Will the paper turn its eye to the equally deceptive scientific techniques used to "prove" genetically modified organisms (GMOs) are safe for consumption?
Coke paid $5.5 million to faux-scientific nonprofit
The New York Times article highlights recent revelations that Coca-Cola has provided major financial and logistical backing to a new nonprofit organization called the Global Energy Balance Network. This organization publicly promotes the idea that people trying to lose weight should worry less about what they eat and simply focus on doing more exercise.
The article reveals that Coke paid $1.5 million to get the group started and has also paid nearly $4 million to fund the projects of two of its founding scientists. The organization's website is registered to Coca-Cola headquarters. The company is listed as the site administrator.
The organization's creation was announced in an editorial in the British Journal of Sports Medicine in March. Shortly thereafter, the same journal published another editorial blasting groups like the Global Energy Balance Network and their fast food funders, accusing them of using tactics reminiscent of tobacco companies to hide the effect of fast food on the obesity epidemic.
The position promoted by Coca-Cola is flat-out wrong, scientists note. In the abstract, the energy balance concept is correct. In reality, how much people eat -- and what they eat -- has a far greater effect than how much they exercise. Sugary drinks and other high-glycemic foods cause the body to gain weight and keep it on.
In addition, exercise burns far fewer calories than most people think. In order to burn off the calories contained in a single 12-ounce can of Coke, you would have to walk three miles.
"Coca-Cola's sales are slipping, and there's this huge political and public backlash against soda, with every major city trying to do something to curb consumption," said public health lawyer Michele Simon. "This is a direct response to the ways that the company is losing. They're desperate to stop the bleeding."
Where's the expose on GMO "science"?
Given that the New York Times approved the publication of a 2,367-word blog post about Coke's junk science, can we hope to see an article of comparable length exposing the shady science of biotechnology companies soon?
Biotech companies regularly claim that rodent studies have shown their GMOs to be safe. However, a recent study in PLOS ONE conducted by researchers from the University of Caen in France revealed a fundamental problem with nearly all of these studies: they lacked a scientifically valid control group.

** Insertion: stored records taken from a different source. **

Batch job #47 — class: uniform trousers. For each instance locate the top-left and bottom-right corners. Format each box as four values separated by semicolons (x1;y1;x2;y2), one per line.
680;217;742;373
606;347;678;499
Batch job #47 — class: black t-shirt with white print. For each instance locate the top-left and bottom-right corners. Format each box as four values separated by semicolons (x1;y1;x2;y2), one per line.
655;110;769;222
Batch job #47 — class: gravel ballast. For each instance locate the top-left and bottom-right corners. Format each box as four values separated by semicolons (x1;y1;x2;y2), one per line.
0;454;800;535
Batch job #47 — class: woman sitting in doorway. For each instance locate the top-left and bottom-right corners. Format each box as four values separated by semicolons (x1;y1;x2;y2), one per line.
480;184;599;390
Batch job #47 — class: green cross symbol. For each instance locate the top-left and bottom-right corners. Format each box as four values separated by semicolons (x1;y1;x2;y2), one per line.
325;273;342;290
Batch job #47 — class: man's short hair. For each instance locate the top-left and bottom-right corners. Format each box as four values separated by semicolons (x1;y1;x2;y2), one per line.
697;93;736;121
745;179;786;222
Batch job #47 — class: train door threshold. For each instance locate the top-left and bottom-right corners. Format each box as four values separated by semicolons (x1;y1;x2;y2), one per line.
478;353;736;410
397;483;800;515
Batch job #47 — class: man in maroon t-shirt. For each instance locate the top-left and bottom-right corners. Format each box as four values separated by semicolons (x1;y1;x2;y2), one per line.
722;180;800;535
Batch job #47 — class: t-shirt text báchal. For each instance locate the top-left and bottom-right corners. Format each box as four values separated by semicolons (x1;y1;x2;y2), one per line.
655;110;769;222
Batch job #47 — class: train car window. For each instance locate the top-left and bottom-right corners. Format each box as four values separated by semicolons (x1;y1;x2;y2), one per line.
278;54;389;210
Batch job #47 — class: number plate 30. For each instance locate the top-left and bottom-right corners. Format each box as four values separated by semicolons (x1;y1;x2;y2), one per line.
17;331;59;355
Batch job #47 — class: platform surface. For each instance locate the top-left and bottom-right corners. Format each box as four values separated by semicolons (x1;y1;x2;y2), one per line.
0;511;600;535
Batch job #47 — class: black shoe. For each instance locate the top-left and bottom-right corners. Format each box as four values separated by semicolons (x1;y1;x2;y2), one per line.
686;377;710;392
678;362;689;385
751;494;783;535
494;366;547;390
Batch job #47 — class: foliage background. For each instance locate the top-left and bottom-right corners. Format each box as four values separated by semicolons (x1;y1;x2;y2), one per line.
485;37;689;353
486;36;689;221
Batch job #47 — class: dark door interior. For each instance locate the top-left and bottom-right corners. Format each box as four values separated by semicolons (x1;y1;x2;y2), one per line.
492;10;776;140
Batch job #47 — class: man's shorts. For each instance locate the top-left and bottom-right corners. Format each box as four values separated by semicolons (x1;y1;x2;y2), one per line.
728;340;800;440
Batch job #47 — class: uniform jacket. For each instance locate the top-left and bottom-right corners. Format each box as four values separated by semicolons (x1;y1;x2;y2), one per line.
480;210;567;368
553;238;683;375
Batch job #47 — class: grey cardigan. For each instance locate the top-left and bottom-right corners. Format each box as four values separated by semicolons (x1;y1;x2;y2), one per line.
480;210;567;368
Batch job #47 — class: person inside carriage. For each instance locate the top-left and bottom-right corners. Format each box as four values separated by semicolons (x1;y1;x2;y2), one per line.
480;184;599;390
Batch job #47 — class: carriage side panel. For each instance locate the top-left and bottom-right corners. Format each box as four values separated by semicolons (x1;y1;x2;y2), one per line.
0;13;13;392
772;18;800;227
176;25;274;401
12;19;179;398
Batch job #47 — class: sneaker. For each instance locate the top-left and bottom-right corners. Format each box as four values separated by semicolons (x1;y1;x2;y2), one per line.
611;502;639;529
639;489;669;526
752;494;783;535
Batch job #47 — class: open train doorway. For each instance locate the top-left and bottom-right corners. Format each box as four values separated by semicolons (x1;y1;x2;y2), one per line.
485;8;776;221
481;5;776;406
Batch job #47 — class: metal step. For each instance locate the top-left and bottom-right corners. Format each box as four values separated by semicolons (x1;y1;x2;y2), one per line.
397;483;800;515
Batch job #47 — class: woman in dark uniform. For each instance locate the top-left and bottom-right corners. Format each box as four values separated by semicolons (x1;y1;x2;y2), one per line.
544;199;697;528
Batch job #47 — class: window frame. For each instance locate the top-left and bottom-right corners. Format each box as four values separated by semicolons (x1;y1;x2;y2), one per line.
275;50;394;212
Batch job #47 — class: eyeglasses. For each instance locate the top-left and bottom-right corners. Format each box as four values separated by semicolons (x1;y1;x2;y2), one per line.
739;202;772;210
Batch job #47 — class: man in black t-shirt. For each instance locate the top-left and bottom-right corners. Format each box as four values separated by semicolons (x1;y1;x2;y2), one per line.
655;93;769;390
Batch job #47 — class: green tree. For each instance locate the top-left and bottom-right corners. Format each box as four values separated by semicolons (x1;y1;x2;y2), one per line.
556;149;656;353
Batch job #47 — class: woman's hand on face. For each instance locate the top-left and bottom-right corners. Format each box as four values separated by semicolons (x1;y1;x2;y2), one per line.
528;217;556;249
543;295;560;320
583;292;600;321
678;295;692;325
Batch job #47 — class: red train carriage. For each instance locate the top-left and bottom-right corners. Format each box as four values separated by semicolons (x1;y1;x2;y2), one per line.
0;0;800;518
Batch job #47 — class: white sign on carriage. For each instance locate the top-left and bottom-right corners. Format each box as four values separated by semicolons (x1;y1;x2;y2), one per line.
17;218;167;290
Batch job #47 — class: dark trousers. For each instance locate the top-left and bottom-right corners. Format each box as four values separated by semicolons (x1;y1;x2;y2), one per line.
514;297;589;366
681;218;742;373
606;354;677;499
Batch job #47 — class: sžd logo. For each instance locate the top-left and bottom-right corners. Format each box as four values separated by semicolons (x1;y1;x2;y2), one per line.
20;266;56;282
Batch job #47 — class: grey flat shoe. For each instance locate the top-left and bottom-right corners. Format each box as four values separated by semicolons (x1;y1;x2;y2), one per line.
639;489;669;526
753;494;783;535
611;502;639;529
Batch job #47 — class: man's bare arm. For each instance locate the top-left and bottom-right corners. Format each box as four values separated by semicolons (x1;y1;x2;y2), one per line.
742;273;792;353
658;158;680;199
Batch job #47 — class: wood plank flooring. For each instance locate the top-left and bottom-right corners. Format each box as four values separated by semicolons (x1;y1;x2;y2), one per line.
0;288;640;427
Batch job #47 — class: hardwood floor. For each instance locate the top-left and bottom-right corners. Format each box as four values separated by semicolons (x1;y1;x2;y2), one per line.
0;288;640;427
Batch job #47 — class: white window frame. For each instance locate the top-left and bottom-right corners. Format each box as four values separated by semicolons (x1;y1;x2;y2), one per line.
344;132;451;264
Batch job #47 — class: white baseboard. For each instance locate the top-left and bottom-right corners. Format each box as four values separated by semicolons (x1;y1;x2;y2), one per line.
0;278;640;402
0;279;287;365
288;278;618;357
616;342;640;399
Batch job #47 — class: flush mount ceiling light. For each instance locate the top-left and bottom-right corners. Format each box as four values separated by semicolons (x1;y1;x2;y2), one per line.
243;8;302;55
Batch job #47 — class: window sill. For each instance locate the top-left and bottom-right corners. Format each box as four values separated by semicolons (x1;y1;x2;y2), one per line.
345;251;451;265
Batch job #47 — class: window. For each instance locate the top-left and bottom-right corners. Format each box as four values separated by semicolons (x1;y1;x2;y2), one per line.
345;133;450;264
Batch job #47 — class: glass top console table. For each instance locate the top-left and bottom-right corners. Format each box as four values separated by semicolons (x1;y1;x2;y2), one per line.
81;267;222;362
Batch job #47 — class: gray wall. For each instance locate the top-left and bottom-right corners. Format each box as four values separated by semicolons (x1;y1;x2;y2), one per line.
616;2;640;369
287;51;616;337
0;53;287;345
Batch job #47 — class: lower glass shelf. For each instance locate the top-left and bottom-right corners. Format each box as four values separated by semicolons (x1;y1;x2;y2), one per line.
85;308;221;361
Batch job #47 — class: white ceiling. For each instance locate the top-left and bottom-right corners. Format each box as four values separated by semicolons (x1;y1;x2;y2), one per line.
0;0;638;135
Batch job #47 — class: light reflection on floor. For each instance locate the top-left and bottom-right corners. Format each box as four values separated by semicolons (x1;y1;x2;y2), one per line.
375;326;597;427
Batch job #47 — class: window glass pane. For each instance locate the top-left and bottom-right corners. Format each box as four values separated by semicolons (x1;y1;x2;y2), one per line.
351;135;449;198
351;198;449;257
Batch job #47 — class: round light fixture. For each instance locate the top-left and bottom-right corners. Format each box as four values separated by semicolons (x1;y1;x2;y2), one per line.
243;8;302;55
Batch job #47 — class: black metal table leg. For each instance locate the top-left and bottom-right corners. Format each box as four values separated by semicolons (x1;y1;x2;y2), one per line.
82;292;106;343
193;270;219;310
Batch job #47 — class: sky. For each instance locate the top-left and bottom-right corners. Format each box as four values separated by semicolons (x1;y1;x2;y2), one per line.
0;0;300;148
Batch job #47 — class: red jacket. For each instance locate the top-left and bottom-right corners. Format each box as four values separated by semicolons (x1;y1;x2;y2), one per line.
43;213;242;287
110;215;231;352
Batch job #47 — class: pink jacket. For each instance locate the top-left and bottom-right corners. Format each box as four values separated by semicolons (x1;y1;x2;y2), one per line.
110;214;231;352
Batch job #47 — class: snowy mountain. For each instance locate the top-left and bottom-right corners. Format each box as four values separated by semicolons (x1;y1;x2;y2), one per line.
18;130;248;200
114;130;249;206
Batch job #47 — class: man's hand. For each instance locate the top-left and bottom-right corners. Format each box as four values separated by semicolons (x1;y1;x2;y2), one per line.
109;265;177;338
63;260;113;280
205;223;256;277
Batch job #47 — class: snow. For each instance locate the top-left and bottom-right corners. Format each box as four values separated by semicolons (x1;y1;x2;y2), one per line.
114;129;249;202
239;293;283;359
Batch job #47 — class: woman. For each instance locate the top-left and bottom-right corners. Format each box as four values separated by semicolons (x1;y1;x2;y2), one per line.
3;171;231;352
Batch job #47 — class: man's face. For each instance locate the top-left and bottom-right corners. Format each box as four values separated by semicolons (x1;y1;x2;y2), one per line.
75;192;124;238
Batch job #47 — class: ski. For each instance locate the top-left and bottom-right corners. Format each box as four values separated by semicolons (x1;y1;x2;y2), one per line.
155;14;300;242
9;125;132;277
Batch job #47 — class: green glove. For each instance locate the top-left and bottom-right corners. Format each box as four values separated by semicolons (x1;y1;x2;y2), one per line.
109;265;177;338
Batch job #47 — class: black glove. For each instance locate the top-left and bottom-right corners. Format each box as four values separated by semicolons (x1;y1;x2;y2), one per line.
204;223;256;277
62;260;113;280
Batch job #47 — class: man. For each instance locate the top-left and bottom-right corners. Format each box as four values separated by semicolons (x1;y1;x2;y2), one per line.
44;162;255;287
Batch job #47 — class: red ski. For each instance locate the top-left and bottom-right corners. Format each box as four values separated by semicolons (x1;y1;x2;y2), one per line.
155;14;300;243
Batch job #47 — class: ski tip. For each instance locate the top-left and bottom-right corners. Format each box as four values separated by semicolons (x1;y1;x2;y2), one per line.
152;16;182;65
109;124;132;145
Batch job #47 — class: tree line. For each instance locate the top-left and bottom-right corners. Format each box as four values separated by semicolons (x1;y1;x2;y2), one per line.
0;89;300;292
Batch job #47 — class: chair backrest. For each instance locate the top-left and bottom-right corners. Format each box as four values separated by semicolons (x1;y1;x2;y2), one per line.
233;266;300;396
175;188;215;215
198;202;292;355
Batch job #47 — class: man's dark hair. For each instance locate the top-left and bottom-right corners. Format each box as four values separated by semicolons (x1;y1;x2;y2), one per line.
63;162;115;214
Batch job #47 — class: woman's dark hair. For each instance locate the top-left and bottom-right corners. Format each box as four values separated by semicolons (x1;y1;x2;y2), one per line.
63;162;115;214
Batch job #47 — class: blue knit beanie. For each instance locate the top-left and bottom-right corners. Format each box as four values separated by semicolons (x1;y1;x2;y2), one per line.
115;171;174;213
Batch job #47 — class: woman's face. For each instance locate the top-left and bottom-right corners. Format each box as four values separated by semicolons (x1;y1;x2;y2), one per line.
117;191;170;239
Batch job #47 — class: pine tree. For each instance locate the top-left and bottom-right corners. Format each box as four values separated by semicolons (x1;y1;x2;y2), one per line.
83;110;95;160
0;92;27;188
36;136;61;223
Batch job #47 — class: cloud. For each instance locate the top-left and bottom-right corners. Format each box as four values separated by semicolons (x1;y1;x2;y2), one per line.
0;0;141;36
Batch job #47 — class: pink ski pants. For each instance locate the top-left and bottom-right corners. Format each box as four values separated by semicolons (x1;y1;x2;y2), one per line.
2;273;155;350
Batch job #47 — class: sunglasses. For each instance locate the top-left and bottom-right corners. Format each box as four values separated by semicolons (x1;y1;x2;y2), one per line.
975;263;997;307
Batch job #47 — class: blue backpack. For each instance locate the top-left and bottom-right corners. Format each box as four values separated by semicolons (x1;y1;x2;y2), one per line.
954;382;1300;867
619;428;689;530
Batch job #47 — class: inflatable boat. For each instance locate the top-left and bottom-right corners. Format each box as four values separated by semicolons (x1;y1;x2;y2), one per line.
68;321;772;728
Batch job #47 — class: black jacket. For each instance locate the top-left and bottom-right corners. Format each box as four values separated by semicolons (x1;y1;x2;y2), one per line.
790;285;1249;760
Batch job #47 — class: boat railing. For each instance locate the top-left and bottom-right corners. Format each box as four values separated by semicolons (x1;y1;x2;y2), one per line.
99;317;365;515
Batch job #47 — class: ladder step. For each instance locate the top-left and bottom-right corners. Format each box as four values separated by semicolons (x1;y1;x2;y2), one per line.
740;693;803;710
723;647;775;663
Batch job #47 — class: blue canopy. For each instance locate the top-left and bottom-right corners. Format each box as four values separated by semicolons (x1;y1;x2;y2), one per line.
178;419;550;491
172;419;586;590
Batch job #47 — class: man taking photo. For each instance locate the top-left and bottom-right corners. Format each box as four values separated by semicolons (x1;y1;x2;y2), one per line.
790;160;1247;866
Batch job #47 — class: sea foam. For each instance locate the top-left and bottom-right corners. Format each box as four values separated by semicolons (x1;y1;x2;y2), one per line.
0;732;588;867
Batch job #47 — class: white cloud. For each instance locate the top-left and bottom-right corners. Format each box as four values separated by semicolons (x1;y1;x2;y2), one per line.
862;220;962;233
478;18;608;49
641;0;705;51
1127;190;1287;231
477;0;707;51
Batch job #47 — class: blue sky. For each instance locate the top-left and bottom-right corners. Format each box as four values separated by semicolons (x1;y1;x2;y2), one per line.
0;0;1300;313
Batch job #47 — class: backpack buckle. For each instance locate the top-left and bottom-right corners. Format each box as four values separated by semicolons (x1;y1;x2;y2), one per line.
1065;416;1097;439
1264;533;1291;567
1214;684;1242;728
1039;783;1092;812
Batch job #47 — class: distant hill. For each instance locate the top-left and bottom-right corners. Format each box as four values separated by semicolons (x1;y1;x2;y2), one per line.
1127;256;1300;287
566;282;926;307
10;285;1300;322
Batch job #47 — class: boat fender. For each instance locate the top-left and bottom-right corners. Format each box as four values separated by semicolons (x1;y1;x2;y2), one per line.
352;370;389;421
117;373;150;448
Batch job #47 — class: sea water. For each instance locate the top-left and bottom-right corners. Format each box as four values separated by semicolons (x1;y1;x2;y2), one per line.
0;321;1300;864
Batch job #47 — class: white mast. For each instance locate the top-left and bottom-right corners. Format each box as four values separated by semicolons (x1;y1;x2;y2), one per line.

The French researchers conducted in-depth testing on 13 separate dried rodent chows of the type regularly used in GMO feed studies. The chows were produced on five separate continents. The researchers found that 11 of the 13 chows contained Roundup-resistant GMOs, nine contained Roundup itself, and all 13 contained levels of toxins high enough to cause health problems over the long term.
This means that any study in which the control group was fed one of these chows is scientifically meaningless; the harm caused by GMOs would have to be enormous to show up against the background noise of the toxic diets the control animals are being fed.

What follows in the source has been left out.